06/29
word count: 3000


It was getting hard to sleep.

She had a sense that she was approaching a place of precariousness: standing, as it were, on the edge of an imminent fall into what she was suspicious was a self-awareness that she had been defying.

This was an affront to everything she believed about herself. But what else was there to call it when she found herself frequently shutting down her own thoughts and turning away from them? She did not like being a stranger to herself - but then again, there were two of her now, right? Was it lying to yourself if you were two people? Did Joy, perhaps conceal things that Elaine ought not to think about? Did Elaine jealously guard what she considered a precious secret?

Did it matter, if doing it kept both names together from knowing the whole of the truth?
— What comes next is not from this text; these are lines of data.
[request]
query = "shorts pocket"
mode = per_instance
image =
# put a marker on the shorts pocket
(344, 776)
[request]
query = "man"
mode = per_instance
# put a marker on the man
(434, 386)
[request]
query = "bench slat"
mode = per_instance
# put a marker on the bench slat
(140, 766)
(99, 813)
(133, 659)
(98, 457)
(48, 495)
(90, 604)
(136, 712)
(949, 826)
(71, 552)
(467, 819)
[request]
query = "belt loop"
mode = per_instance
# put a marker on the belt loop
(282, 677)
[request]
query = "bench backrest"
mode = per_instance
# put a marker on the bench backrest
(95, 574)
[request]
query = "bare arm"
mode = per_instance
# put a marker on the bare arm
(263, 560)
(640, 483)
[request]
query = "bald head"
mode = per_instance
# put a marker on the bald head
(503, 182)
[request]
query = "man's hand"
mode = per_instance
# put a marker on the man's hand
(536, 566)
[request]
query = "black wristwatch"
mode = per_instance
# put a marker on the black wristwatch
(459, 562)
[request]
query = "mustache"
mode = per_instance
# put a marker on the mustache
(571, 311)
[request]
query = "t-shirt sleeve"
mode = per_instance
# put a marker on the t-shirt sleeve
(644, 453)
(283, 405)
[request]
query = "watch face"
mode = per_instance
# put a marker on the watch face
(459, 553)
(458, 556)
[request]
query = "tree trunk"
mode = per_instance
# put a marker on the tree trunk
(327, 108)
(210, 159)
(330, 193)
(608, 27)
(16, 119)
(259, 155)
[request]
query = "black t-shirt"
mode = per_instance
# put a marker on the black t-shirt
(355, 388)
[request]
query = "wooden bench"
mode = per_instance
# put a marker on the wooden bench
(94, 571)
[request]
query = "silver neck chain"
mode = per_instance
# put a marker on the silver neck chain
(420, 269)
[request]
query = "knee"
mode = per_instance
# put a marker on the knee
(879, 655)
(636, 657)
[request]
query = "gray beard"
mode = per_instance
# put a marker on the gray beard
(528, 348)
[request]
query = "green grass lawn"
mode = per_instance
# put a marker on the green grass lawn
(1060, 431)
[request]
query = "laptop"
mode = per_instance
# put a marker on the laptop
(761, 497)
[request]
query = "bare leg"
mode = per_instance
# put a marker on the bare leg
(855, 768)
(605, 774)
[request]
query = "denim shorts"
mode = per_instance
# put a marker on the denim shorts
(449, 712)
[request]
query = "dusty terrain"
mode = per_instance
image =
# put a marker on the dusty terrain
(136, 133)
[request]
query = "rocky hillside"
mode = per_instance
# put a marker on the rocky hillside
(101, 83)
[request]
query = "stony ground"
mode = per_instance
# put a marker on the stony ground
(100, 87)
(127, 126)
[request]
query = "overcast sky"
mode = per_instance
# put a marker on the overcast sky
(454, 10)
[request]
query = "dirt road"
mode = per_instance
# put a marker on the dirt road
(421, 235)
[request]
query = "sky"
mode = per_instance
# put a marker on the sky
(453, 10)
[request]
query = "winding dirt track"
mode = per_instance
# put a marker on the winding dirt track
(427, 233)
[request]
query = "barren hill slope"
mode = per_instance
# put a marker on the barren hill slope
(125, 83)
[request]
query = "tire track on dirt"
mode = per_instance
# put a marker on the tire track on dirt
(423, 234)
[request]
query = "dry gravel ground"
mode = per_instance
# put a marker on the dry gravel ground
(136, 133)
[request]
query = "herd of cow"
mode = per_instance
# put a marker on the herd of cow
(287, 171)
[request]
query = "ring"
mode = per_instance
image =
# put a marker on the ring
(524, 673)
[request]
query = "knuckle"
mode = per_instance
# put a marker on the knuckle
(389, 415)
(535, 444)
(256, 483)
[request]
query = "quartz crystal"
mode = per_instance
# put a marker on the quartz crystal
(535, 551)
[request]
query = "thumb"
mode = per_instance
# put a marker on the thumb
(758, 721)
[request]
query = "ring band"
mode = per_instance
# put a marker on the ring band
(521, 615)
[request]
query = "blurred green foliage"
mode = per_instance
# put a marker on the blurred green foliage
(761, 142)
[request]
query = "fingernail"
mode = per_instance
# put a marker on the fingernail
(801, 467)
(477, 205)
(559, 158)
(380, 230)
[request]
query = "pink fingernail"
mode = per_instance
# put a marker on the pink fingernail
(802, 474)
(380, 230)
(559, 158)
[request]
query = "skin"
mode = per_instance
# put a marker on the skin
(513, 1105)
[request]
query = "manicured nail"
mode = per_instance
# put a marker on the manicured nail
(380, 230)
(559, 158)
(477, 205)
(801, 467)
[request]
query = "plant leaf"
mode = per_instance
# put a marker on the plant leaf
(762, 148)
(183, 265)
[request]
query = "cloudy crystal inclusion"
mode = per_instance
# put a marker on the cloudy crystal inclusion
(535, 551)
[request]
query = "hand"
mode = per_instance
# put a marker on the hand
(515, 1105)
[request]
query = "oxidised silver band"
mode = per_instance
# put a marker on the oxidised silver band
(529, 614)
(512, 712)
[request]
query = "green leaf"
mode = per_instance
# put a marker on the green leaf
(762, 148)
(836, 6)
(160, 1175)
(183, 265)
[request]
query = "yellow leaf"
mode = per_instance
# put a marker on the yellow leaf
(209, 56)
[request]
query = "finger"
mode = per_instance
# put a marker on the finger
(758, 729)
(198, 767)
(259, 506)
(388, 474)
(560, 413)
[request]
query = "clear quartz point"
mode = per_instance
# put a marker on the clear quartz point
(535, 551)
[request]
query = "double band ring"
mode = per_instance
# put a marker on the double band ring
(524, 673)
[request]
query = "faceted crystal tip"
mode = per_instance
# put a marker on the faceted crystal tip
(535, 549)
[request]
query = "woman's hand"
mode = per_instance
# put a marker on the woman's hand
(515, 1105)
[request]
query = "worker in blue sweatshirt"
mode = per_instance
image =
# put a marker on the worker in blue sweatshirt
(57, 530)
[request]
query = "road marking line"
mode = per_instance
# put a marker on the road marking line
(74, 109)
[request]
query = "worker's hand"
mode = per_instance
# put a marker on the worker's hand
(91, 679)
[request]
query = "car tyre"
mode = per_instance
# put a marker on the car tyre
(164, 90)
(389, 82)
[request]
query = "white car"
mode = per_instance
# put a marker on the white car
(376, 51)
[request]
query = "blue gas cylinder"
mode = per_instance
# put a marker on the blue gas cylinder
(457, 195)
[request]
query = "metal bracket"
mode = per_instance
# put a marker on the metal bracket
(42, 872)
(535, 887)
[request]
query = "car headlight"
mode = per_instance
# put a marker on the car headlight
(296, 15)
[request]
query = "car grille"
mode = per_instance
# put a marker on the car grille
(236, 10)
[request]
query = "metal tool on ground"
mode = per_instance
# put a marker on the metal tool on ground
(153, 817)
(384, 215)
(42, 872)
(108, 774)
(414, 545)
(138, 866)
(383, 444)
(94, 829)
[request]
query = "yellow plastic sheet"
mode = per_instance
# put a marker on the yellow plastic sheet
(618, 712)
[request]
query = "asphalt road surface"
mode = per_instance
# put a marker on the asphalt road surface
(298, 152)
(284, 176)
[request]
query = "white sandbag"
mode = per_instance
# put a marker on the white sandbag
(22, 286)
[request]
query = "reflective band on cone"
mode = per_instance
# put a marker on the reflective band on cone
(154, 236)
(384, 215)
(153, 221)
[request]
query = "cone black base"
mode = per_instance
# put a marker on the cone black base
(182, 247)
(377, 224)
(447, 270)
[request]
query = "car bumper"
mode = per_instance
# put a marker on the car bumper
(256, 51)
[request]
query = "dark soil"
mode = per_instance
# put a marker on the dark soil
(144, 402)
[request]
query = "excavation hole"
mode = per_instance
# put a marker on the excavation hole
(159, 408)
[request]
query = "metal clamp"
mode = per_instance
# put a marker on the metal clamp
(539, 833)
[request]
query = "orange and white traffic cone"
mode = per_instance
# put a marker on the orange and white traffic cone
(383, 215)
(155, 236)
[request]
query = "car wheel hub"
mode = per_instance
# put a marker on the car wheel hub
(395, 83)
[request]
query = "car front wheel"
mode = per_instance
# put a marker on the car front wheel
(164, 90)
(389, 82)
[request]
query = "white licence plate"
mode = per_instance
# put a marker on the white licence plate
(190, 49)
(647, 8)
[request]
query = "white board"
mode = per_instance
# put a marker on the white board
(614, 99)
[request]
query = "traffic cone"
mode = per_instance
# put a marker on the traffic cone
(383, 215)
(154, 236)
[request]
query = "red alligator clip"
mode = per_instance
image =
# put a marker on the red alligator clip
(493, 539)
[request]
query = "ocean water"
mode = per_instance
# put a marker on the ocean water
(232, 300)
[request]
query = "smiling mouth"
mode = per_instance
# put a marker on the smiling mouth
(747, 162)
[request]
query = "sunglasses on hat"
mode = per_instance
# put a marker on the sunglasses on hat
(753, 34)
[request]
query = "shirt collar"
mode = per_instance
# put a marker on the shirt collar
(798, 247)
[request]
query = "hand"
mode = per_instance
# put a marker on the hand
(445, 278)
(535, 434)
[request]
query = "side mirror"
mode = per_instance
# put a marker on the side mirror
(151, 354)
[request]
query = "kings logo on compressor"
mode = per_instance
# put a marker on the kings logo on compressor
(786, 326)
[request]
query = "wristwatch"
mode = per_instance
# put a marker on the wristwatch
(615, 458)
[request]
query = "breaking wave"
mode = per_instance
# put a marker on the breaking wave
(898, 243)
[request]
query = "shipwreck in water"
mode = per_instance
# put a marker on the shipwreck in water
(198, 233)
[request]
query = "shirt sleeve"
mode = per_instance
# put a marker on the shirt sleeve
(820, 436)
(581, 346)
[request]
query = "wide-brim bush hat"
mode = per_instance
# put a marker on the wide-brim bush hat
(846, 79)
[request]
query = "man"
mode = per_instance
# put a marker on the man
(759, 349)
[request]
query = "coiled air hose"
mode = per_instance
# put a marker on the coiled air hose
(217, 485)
So it was getting hard to sleep. Audiobooks on a loop, a couple of glasses of wine and a suspicion that she was getting a bit reliant on that or some other chemical means to smooth the way. Longer walks with Petitcru; longer sprints as Joy; longer days at the pool as Elaine. Anything to make exhaustion a little easier to grab at. To sleep well, Gouvernail had said, was the reward of those who did the duty of the Garde well. She'd said she always slept well, and it was more or less true at the time.

Gouvernail noticed, of course. He was damnably observant when he wanted to be, for all he could pointedly ignore whatever he chose and make you aware he was doing it without saying a word. He watched her lackluster swing of her arm, and although he offered a word of what was almost praise for her improvement it was only to lead in to asking whether she was well.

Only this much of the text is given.